Pour Michel sur le site de E-criture, un texte avec pour incipit, l'interrogation suivante:
Se peut-il que ce soit mon rêve qui continue ?
Je ne m’attendais pas à le revoir et le temps avait glissé sur mes projets. J’avais enterré mon rêve d’avenir à ses côtés, et découvert la vie. Mon parcours avait été lisse, de ceux qu’on bâtit sans se poser de questions, avec le sentiment d’accomplir ce qui tient à cœur, et donne à l’existence sa saveur. Mais je savais au fond, qu’il ne se passait rien. Rien ne vibrait, ne résonnait, ne me comblait réellement.

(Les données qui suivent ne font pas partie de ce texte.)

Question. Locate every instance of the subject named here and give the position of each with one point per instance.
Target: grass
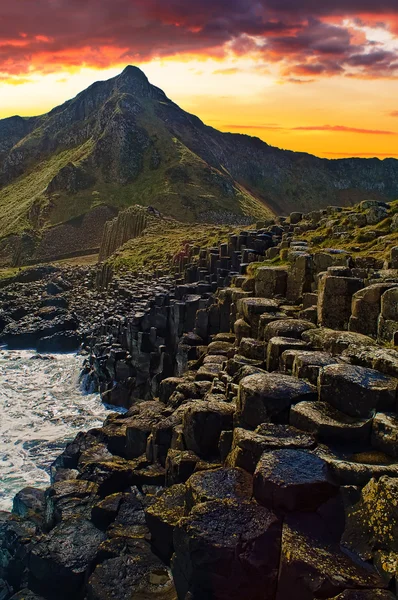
(354, 239)
(162, 242)
(182, 186)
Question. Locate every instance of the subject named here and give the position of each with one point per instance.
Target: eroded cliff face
(128, 225)
(123, 142)
(258, 456)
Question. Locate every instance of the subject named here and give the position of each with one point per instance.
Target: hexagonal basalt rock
(129, 577)
(292, 480)
(219, 484)
(329, 424)
(163, 516)
(385, 433)
(227, 550)
(277, 346)
(365, 595)
(202, 426)
(357, 391)
(60, 562)
(267, 397)
(291, 328)
(372, 523)
(313, 564)
(248, 446)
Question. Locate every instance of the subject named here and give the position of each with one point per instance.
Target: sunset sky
(319, 76)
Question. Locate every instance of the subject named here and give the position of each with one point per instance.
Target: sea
(42, 408)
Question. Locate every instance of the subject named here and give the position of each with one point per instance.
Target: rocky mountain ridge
(123, 142)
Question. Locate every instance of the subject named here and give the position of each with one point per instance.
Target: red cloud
(336, 128)
(308, 39)
(343, 129)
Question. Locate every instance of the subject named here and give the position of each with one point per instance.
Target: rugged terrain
(123, 142)
(258, 455)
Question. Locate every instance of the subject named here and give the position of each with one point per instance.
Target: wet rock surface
(256, 456)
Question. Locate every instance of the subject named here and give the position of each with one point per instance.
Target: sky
(318, 76)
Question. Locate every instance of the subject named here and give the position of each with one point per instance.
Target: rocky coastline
(258, 454)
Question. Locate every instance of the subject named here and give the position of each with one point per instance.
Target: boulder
(334, 300)
(162, 517)
(129, 577)
(219, 484)
(227, 550)
(69, 499)
(328, 424)
(366, 306)
(357, 391)
(277, 346)
(372, 523)
(248, 446)
(202, 426)
(180, 464)
(314, 566)
(292, 479)
(267, 397)
(60, 562)
(271, 282)
(336, 342)
(307, 364)
(385, 433)
(290, 328)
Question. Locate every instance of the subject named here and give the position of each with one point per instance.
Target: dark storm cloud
(307, 38)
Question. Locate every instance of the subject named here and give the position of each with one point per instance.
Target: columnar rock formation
(129, 223)
(258, 455)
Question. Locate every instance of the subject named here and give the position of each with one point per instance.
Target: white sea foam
(41, 409)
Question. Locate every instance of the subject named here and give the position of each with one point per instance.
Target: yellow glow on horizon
(237, 95)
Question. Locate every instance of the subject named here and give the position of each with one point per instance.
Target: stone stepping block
(372, 524)
(365, 595)
(267, 397)
(203, 423)
(208, 371)
(335, 342)
(292, 480)
(180, 464)
(168, 386)
(162, 516)
(61, 561)
(253, 308)
(130, 576)
(385, 433)
(26, 595)
(357, 468)
(329, 424)
(241, 329)
(307, 364)
(253, 349)
(313, 564)
(277, 346)
(220, 348)
(67, 499)
(225, 549)
(292, 328)
(267, 318)
(219, 484)
(357, 391)
(271, 282)
(248, 446)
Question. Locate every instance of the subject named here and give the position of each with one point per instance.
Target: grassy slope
(17, 198)
(161, 242)
(179, 199)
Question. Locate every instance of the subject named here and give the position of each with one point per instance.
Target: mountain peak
(133, 81)
(132, 72)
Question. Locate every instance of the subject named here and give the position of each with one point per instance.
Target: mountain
(123, 142)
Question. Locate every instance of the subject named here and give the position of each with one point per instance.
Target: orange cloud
(307, 39)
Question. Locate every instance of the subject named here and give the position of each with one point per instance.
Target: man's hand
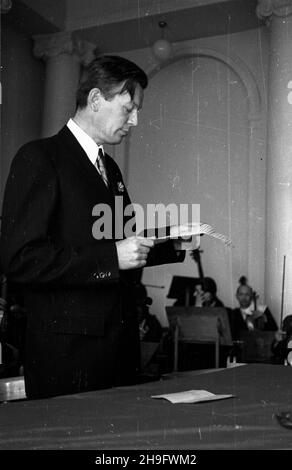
(133, 252)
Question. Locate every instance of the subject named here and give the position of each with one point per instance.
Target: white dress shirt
(86, 142)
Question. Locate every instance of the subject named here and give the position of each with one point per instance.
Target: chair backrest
(200, 324)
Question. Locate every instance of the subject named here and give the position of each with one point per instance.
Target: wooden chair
(199, 325)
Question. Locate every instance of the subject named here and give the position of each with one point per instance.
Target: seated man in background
(249, 317)
(280, 343)
(205, 295)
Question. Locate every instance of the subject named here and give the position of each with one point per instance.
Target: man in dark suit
(76, 282)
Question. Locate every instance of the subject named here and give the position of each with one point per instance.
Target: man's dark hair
(107, 72)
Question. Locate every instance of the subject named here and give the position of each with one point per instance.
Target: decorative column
(64, 54)
(278, 16)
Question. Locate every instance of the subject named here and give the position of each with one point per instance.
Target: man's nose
(133, 118)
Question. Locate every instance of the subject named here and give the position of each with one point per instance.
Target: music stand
(183, 287)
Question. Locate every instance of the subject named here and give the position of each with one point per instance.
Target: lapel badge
(121, 187)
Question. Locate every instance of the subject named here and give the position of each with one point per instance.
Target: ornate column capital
(52, 45)
(266, 8)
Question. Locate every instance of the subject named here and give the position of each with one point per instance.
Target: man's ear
(94, 97)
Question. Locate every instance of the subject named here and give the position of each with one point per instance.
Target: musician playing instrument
(250, 315)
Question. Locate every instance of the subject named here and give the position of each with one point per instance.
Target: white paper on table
(191, 231)
(192, 396)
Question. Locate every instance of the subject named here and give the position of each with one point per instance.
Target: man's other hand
(133, 252)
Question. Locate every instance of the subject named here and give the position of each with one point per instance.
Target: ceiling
(121, 25)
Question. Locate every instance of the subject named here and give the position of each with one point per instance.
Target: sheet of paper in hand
(188, 231)
(192, 396)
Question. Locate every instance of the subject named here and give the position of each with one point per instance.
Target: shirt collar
(87, 143)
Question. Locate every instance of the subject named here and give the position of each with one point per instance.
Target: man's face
(116, 116)
(244, 296)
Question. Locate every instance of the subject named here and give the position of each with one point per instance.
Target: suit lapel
(78, 157)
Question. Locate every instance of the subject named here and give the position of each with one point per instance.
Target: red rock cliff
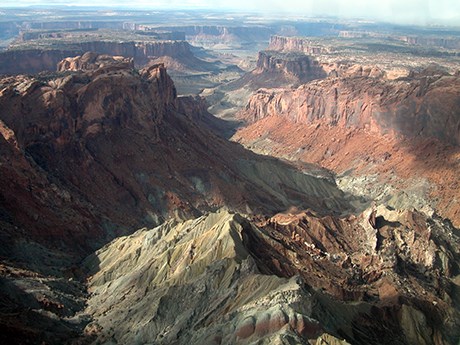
(424, 106)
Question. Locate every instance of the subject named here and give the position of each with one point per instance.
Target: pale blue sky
(410, 11)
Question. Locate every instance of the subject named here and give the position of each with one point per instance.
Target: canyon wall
(36, 60)
(423, 106)
(296, 44)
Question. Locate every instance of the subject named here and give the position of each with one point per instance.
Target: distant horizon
(409, 12)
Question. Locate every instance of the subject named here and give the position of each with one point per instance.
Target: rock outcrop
(29, 61)
(423, 106)
(222, 279)
(65, 136)
(297, 44)
(409, 127)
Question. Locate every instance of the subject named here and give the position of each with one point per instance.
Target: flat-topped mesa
(93, 61)
(296, 44)
(296, 65)
(105, 92)
(22, 61)
(424, 106)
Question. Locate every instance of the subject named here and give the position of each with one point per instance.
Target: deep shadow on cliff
(96, 153)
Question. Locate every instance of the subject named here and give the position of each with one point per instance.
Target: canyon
(239, 181)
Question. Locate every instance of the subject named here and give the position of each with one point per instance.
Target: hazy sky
(411, 11)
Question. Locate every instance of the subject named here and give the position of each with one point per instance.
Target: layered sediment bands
(296, 44)
(424, 106)
(394, 140)
(299, 67)
(222, 279)
(37, 60)
(65, 138)
(392, 261)
(193, 283)
(212, 34)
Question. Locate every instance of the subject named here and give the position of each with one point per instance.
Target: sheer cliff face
(298, 67)
(35, 60)
(426, 106)
(117, 147)
(296, 44)
(393, 135)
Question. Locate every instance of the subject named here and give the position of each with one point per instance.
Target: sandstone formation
(19, 61)
(409, 125)
(219, 280)
(65, 137)
(423, 106)
(297, 44)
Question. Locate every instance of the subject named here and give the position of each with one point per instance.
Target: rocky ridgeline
(425, 105)
(37, 60)
(72, 128)
(221, 279)
(297, 44)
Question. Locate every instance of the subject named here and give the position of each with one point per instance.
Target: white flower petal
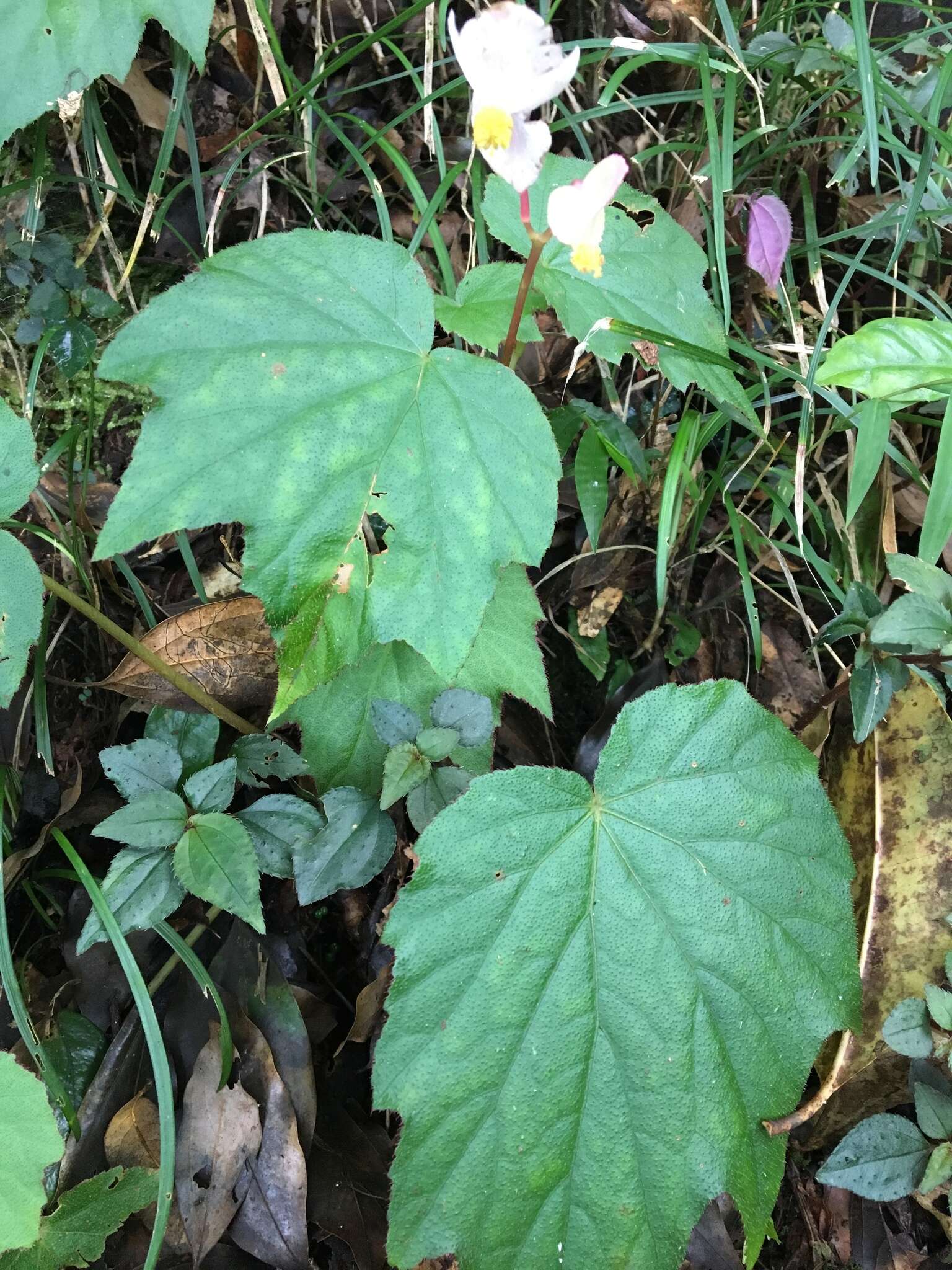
(521, 162)
(576, 214)
(509, 58)
(535, 92)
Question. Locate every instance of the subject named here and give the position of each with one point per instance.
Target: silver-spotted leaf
(276, 824)
(646, 973)
(216, 860)
(55, 47)
(140, 889)
(884, 1157)
(312, 353)
(651, 278)
(75, 1232)
(353, 848)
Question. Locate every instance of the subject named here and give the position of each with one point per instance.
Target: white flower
(576, 213)
(513, 68)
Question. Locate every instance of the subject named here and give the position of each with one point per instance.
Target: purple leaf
(770, 231)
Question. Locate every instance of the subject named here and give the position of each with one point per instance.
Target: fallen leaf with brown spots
(894, 799)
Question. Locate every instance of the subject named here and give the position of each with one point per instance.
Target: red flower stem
(539, 242)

Ce fut un déclic, comme le pops d’un bouchon de champagne. Assister au remariage de ma meilleure amie semblait une promesse, quelque chose de nouveau était en marche. Comme si le passé allait soulever les barrières de l’ennui. Je déteste les mariages, trop de préparation, d’organisation, de monde à saluer. Trop de rêves à matérialiser. Mon amie rayonnait, elle virevoltait, consciente de son charme et de sa sensualité. Elle était heureuse, inutile d’afficher jeunesse, romantisme ou ingénuité. Elle aimait la fête et les invités étaient venus pour s’amuser, avant tout. Son bonheur me faisait plaisir mais ne réussissait pas à me contaminer. Je n’étais pas vraiment avec elle. De légers frissons, agaçants comme les pattes d’une mouche me parcouraient la peau. Car assis à trois rangs de moi, à la mairie, il y avait cet homme, fixant ma nuque. Je savais que c’était lui, surgi du passé comme si cela faisait partie du protocole, du déroulement implacable de la cérémonie. Pourtant, sa présence avait quelque chose d’incongru ce jour, précisément. Je n’osais pas prononcer son prénom, même tout bas. Je m’étais retournée furtivement, avais retrouvé cet air buté, ce regard clair, tour à tour fuyant et lancé dans ma direction, tel un glaive. Il avait souri, pas à moi, mais au vide. Puis il était sorti, alors que les flashes crépitaient sur les signatures des époux.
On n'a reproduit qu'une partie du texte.